Premier cas d’Ebola détecté en France depuis le début de l’épidémie de souche Bundibugyo en RDC. Le patient est un médecin humanitaire ayant participé à la riposte en Ituri. Son diagnostic relance les interrogations sur les risques liés à la circulation internationale des personnels de santé mobilisés sur les zones d’épidémie. L’alerte a traversé les frontières. Plus d’un mois après que l’Organisation mondiale de la santé a classé l’épidémie d’Ebola qui sévit dans l’est de la République démocratique du Congo comme urgence de santé publique de portée internationale, un premier cas a été confirmé sur le territoire français.
Le patient n’est pas un voyageur ordinaire. Il s’agit d’un médecin humanitaire de l’ONG ALIMA, engagé dans la lutte contre Ebola en Ituri, l’une des provinces les plus touchées par cette 17e épidémie enregistrée en RDC. Selon les autorités congolaises, le praticien a exercé comme médecin-réanimateur au Centre de traitement Ebola de Rwampara entre le 22 mai et le 19 juin. À la fin de sa mission, il a quitté Bunia pour Kinshasa où il a séjourné plusieurs jours avant de s’envoler vers la France le 23 juin.
Aucun symptôme évocateur de la maladie n’avait été détecté au moment de son départ de la zone affectée ni lors de son passage dans la capitale congolaise. C’est seulement après son arrivée en France que le médecin, conscient de son exposition potentielle au virus, s’est présenté dans un établissement sanitaire où les analyses biologiques ont confirmé l’infection. Les autorités françaises assurent que toutes les procédures prévues pour ce type de situation ont été immédiatement déclenchées.
Le patient a été transféré dans un centre de référence spécialisé et placé dans une chambre à pression négative afin d’éviter tout risque de propagation. Son état est jugé stable. Les équipes médicales appliquent les protocoles de biosécurité les plus stricts, tandis qu’un dispositif spécifique de suivi des personnels humanitaires revenant des zones épidémiques a été renforcé. Les autorités rappellent également qu’une personne infectée par Ebola n’est contagieuse qu’à partir de l’apparition des symptômes et que la transmission nécessite un contact direct avec une personne malade ou des fluides biologiques contaminés.
À Paris comme à Kinshasa, l’heure est désormais au traçage.

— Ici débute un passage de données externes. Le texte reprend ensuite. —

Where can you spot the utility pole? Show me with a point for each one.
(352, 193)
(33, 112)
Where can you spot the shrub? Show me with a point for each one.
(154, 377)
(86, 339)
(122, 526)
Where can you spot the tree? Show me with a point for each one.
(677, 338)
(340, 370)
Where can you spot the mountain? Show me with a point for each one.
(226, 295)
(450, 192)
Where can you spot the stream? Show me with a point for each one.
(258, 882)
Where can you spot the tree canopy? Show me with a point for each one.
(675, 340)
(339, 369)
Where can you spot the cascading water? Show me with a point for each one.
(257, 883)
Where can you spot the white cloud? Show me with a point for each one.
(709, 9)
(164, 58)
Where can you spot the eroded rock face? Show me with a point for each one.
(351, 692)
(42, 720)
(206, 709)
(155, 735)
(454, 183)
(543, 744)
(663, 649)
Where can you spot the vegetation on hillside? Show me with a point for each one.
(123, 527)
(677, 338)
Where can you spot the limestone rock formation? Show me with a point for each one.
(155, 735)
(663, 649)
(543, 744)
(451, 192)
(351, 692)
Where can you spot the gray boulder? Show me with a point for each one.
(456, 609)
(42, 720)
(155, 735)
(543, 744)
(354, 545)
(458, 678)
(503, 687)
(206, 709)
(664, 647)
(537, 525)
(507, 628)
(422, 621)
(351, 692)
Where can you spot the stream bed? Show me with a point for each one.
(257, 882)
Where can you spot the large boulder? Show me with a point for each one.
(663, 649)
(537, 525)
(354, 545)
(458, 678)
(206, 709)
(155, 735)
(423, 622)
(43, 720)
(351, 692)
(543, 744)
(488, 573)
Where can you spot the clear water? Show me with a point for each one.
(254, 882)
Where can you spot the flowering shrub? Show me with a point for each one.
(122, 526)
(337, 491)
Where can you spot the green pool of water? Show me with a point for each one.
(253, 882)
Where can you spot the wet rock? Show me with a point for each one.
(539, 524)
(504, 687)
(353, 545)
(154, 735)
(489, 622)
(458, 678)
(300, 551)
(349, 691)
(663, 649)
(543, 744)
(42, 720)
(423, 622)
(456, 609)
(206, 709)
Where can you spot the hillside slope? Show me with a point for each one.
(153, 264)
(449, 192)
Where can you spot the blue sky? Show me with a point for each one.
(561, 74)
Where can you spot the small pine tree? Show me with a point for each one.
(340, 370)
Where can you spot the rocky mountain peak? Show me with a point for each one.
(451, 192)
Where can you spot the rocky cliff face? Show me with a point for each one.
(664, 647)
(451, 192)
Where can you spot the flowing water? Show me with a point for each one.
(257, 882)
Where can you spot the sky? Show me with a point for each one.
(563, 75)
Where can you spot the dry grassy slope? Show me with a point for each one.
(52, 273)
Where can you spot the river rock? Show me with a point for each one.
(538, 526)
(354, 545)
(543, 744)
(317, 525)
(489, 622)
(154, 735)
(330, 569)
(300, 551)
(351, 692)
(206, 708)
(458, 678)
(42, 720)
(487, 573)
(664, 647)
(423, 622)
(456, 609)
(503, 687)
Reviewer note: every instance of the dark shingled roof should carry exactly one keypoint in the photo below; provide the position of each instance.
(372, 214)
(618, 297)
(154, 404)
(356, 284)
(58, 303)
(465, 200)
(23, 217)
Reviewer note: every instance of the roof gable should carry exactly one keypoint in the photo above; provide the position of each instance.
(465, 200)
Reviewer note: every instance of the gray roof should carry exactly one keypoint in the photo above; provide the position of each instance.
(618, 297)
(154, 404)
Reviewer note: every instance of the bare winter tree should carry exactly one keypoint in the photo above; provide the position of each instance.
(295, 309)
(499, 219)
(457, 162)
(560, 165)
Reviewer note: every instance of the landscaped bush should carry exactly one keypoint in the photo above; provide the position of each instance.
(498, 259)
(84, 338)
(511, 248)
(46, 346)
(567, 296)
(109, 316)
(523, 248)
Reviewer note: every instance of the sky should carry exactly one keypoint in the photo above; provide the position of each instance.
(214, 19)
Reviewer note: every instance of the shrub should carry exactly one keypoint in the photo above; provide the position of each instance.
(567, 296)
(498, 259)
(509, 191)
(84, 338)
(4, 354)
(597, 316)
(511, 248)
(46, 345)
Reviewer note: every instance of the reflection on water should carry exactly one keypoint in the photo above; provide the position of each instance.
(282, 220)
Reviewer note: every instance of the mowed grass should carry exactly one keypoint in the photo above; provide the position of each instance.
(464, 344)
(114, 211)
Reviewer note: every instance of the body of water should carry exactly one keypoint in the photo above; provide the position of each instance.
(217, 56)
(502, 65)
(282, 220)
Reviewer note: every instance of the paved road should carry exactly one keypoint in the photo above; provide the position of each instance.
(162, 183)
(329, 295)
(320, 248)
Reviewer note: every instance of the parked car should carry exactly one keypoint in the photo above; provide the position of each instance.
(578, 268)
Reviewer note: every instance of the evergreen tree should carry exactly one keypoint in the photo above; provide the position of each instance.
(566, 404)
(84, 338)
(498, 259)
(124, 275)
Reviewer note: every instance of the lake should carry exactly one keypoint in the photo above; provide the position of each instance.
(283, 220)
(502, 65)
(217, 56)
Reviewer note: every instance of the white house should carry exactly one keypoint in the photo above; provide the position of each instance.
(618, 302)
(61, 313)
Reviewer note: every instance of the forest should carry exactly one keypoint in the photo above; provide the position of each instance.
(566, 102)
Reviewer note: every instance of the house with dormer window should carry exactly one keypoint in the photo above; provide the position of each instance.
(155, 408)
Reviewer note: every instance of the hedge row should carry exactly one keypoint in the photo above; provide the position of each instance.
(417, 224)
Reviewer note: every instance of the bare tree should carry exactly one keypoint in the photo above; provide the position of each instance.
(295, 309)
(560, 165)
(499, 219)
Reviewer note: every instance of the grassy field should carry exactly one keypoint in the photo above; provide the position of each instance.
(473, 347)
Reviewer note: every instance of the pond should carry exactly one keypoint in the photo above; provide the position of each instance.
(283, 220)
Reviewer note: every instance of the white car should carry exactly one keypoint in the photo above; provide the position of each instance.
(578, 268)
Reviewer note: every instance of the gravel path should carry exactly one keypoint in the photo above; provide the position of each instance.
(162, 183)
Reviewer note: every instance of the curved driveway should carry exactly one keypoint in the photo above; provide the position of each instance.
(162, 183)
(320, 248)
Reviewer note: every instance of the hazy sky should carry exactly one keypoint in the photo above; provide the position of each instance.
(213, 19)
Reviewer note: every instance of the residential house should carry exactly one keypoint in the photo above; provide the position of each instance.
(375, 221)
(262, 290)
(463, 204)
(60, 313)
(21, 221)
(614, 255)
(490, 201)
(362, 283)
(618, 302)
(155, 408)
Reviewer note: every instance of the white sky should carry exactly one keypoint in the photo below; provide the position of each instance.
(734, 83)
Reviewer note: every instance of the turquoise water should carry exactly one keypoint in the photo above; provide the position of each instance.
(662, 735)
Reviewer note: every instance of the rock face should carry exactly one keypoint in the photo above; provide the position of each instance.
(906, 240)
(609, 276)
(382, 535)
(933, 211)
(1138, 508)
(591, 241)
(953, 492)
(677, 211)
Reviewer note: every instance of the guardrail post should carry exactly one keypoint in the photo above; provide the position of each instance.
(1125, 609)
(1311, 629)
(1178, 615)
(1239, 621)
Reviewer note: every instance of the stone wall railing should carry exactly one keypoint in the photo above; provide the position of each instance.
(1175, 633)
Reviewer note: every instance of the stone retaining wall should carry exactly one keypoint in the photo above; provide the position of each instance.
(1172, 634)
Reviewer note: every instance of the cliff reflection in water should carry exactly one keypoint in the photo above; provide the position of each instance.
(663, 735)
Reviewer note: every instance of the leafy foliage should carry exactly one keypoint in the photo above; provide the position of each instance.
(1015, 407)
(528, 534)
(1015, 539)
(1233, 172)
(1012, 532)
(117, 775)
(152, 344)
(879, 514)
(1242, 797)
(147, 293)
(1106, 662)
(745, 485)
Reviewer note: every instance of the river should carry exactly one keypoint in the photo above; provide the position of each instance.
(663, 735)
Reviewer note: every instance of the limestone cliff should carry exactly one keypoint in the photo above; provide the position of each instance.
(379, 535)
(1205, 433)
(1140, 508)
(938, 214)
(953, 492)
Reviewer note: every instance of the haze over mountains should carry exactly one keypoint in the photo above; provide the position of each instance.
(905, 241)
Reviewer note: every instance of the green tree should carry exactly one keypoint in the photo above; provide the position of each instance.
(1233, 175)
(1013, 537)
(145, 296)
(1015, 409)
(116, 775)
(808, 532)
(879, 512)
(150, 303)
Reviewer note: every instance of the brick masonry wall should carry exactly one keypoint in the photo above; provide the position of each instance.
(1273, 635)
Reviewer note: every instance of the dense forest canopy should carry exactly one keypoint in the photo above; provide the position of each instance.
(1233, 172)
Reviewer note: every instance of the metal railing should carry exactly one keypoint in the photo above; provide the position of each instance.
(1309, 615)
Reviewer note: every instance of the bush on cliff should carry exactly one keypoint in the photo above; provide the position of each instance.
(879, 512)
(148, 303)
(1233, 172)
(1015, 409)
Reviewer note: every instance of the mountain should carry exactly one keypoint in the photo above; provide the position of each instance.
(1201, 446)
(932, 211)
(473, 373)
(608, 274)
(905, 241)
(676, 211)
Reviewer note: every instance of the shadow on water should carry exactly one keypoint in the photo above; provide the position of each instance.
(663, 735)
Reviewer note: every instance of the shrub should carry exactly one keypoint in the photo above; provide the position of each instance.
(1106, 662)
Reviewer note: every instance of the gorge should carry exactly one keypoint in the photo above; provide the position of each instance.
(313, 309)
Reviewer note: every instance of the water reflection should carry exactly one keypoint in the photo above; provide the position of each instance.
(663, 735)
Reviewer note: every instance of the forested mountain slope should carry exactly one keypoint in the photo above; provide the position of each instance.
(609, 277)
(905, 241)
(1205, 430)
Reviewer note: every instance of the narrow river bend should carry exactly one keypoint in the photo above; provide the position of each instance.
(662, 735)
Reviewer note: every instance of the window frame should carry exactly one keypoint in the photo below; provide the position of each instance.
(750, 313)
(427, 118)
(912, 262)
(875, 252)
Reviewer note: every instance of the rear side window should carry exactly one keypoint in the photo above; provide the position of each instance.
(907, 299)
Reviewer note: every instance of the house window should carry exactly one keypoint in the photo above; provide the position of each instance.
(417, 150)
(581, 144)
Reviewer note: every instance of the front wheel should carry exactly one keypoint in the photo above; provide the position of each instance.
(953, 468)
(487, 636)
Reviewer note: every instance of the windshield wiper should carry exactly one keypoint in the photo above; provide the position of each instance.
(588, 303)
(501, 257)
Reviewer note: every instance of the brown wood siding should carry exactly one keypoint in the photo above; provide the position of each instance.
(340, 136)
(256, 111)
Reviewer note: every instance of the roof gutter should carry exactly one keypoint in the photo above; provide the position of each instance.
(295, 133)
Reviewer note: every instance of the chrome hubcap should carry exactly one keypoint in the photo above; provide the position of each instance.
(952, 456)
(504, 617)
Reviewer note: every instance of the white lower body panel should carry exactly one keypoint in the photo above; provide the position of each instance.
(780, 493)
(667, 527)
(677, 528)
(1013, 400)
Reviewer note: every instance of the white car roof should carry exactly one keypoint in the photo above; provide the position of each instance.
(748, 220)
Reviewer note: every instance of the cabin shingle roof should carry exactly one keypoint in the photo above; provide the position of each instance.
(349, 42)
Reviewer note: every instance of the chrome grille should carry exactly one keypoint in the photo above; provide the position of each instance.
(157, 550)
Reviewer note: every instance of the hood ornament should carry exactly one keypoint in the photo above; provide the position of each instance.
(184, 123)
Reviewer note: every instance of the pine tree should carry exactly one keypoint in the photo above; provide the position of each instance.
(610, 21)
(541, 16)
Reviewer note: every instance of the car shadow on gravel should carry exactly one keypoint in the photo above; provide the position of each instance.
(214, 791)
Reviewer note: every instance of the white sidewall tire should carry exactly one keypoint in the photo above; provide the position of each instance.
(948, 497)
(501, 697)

Une enquête épidémiologique a été ouverte afin d’identifier toutes les personnes ayant été en contact avec le médecin depuis son retour. En France, les cas contacts devront observer une période d’isolement à domicile de 21 jours sous surveillance sanitaire. De son côté, le gouvernement congolais a demandé une coopération étroite avec les autorités françaises afin de vérifier l’existence éventuelle de contacts à risque durant le séjour du praticien en RDC.
Face à cette situation, Kinshasa a également annoncé une mesure supplémentaire : toute personne revenant d’une zone touchée par Ebola devra désormais respecter un délai de surveillance de 21 jours avant tout déplacement national ou international. L’annonce suscite également des questions au sein de l’organisation humanitaire ALIMA. L’ONG affirme avoir mis en place dès le début de son intervention toutes les mesures de protection nécessaires pour sécuriser ses équipes médicales. Mais elle reconnaît parallèlement que l’origine exacte de cette contamination reste inconnue.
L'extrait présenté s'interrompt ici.